Het verweer van [gedaagde01] maakt dit niet anders. Het feit dat hij gedetineerd zit waardoor een huurachterstand is ontstaan, kan niet aan [eiser01] worden tegengeworpen. De lopende huur wordt niet voldaan en [eiser01] heeft geen concreet uitzicht op afbetaling van de huurachterstand binnen afzienbare tijd. De financiële omstandigheden staan daarom ook niet aan ontbinding in de weg.
4.7.
Nu de huurovereenkomst zal worden ontbonden, wordt [gedaagde01] veroordeeld om het bedrijfspand te ontruimen. De kantonrechter ziet evenwel aanleiding om de ontruimingstermijn, in afwijking van de vordering van [eiser01] , te stellen op veertien dagen na betekening van dit vonnis, omdat de kantonrechter dit een redelijke termijn acht.
4.8.
De vordering tot betaling van € 2.200,00 per maand of gedeelte daarvan aan huur dan wel gebruiksvergoeding zal worden toegewezen vanaf 1 juni 2023 tot aan het tijdstip van de ontruiming.
4.9.
[gedaagde01] maakt aanspraak op de vergoeding van buitengerechtelijke incassokosten. De kantonrechter stelt vast dat [gedaagde01] voldoende heeft gesteld en onderbouwd dat buitengerechtelijke incassowerkzaamheden zijn verricht. Het gevorderde bedrag aan buitengerechtelijke incassokosten komt overeen met het in het Besluit bepaalde tarief en zal worden toegewezen. De gevorderde btw over de buitengerechtelijke incassokosten zal eveneens worden toegewezen.
4.10.
Uit artikel 6:92 lid 2 BW volgt dat hetgeen op grond van een boetebeding verschuldigd is in de plaats treedt van de schadevergoeding op grond van de wet. Omdat over de huurachterstand van € 6.600,00 over de maanden december 2022 tot en met februari 2023 € 750,00 aan boete wordt gevorderd, is de gevorderde wettelijke rente over € 6.600,00 vanaf 23 februari 2023 niet toewijsbaar.
4.11.
[gedaagde01] heeft verzocht de boete te matigen op grond van de redelijkheid en billijkheid. De kantonrechter is van oordeel dat de onverkorte toepassing van het boetebeding in de gegeven omstandigheden tot een buitensporig en daardoor onaanvaardbaar resultaat leidt.

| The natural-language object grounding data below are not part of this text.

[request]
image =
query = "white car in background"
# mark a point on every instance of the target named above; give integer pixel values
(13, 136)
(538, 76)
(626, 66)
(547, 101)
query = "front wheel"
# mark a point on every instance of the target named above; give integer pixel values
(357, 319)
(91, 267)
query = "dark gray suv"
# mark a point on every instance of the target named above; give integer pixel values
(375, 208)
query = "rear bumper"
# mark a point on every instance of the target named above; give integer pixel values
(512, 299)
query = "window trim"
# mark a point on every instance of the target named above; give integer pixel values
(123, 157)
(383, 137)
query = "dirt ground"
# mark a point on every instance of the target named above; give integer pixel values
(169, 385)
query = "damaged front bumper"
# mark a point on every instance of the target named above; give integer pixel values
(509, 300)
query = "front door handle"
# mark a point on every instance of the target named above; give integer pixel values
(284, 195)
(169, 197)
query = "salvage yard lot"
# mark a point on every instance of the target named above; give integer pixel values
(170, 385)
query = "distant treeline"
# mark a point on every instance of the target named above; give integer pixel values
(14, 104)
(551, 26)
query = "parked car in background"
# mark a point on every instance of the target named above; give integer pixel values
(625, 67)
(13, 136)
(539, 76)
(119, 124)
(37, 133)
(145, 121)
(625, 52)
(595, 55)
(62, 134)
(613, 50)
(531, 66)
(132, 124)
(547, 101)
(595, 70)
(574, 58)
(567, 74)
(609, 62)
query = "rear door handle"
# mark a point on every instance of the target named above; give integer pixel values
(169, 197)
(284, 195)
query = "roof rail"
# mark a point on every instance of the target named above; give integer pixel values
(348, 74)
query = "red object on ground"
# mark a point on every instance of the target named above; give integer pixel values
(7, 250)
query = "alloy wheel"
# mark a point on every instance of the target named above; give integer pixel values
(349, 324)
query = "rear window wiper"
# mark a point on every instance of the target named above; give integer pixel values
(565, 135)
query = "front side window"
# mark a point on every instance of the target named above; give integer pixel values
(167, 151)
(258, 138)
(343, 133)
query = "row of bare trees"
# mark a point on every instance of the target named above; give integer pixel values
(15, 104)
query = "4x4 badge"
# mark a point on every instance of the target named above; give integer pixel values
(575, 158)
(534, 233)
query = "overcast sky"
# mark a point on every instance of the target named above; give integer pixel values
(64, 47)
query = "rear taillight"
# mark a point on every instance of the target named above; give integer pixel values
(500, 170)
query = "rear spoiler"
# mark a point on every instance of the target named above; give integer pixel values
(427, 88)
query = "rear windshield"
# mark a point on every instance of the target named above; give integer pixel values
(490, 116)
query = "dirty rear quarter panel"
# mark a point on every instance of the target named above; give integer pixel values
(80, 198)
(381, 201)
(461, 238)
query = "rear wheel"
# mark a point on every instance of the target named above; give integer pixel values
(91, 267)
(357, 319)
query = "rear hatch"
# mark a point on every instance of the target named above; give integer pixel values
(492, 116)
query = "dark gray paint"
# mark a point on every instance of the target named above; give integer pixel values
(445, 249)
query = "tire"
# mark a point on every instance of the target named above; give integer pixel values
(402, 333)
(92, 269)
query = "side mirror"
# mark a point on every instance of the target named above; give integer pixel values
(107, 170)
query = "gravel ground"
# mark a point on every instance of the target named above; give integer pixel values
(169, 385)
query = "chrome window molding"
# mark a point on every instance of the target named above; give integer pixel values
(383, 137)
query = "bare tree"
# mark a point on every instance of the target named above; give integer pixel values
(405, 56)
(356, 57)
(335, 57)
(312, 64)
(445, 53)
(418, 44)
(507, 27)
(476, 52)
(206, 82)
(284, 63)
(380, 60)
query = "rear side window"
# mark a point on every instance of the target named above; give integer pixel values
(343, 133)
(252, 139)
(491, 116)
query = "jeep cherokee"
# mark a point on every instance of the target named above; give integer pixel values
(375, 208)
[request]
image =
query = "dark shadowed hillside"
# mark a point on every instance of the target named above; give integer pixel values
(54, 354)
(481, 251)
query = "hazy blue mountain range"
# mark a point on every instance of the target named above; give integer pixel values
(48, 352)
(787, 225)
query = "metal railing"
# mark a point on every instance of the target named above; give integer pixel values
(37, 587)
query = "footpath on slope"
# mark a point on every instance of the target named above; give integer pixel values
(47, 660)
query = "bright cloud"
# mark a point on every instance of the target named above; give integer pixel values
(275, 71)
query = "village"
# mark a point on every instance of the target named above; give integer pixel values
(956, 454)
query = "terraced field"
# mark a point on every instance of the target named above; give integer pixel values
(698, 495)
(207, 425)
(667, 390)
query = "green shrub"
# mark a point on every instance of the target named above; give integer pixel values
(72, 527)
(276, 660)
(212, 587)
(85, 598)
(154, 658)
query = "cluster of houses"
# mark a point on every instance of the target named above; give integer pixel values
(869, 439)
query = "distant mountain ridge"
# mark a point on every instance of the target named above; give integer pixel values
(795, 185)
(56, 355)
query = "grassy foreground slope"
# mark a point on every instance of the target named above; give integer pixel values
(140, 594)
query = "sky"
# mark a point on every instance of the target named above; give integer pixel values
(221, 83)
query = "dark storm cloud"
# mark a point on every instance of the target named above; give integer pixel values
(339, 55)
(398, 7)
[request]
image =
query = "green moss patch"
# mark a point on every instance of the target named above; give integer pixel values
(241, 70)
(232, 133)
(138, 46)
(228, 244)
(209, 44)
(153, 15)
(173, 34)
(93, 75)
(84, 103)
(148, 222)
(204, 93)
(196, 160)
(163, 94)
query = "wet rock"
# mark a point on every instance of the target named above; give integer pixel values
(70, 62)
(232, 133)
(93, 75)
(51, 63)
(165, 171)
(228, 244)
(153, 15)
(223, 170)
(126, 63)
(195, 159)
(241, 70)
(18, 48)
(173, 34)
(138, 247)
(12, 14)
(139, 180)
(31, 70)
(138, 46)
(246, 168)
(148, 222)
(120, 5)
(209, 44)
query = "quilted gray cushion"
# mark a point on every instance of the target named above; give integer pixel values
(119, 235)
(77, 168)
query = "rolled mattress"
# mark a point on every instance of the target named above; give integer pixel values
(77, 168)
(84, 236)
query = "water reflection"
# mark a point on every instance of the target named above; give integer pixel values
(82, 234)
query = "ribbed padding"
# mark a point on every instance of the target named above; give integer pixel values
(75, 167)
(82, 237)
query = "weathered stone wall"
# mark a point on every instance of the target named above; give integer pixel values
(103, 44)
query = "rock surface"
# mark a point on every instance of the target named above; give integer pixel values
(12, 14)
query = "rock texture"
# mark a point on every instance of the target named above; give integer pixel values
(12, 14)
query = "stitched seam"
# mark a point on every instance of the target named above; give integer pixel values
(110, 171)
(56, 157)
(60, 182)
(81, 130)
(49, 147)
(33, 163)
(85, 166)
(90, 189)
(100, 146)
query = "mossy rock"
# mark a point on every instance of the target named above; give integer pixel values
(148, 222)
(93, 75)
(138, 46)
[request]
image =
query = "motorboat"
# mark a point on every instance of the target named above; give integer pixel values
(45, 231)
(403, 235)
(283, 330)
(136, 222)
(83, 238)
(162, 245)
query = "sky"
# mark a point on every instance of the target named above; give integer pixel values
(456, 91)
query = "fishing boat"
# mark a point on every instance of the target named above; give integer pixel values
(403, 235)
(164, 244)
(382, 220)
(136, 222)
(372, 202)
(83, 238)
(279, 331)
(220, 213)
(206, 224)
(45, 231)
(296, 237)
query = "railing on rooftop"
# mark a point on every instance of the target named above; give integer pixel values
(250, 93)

De billijkheid eist klaarblijkelijk matiging van de boete tot 2% per maand. De kantonrechter ziet voor verdere matiging van de boete geen aanleiding.
4.12.
[gedaagde01] is de partij die ongelijk krijgt en hij zal daarom in de proceskosten waaronder de nakosten worden veroordeeld. Tot aan dit vonnis worden de proceskosten aan de zijde van [eiser01] als volgt vastgesteld:
- kosten van de dagvaarding
128,30
- griffierecht
244,00
- salaris gemachtigde
660,00
(2,00 punten × € 330,00)
Totaal
1.032,30
4.13.
De nakosten worden begroot op € 132,00.

5.De beslissing

De kantonrechter
5.1.
ontbindt met ingang van de dag na heden de huurovereenkomst tussen partijen betreffende de bedrijfsruimte aan de [adres01] te [plaats01] ;
5.2.
veroordeelt [gedaagde01] om binnen veertien dagen na de betekening van dit vonnis de bedrijfsruimte te verlaten en te ontruimen met al de zijnen en het zijne en met afgifte van de sleutels en ter vrije en algehele beschikking van [eiser01] te stellen;
5.3.
veroordeelt [gedaagde01] om aan [eiser01] te betalen:
- € 13.200,00 aan huurachterstand tot en met mei 2023, te vermeerderen met een boete van 2% per maand of gedeelte daarvan, vanaf de vervaldata van de huurtermijnen tot aan de dag van volledige betaling;
- € 853,05 aan buitengerechtelijke incassokosten;
- € 2.200,00 aan huur vanaf 1 juni 2023 tot de ontbinding van de huurovereenkomst, vermeerderd met een boete van 2% per maand of gedeelte daarvan, vanaf de vervaldata van de huurtermijnen tot aan de dag van volledige betaling;
- € 2.200,00 aan gebruikersvergoeding voor elke maand of gedeelte daarvan, vanaf de ontbinding van de huurovereenkomst tot de feitelijke ontruiming van het bedrijfspand;
5.4.
veroordeelt [gedaagde01] in de proceskosten, aan de zijde van [eiser01] tot dit vonnis vastgesteld op € 1.032,30;
5.5.
verklaart dit vonnis tot zover uitvoerbaar bij voorraad;
5.6.
wijst het meer of anders gevorderde af.
Dit vonnis is gewezen door mr. Kool en in het openbaar uitgesproken op 14 juni 2023.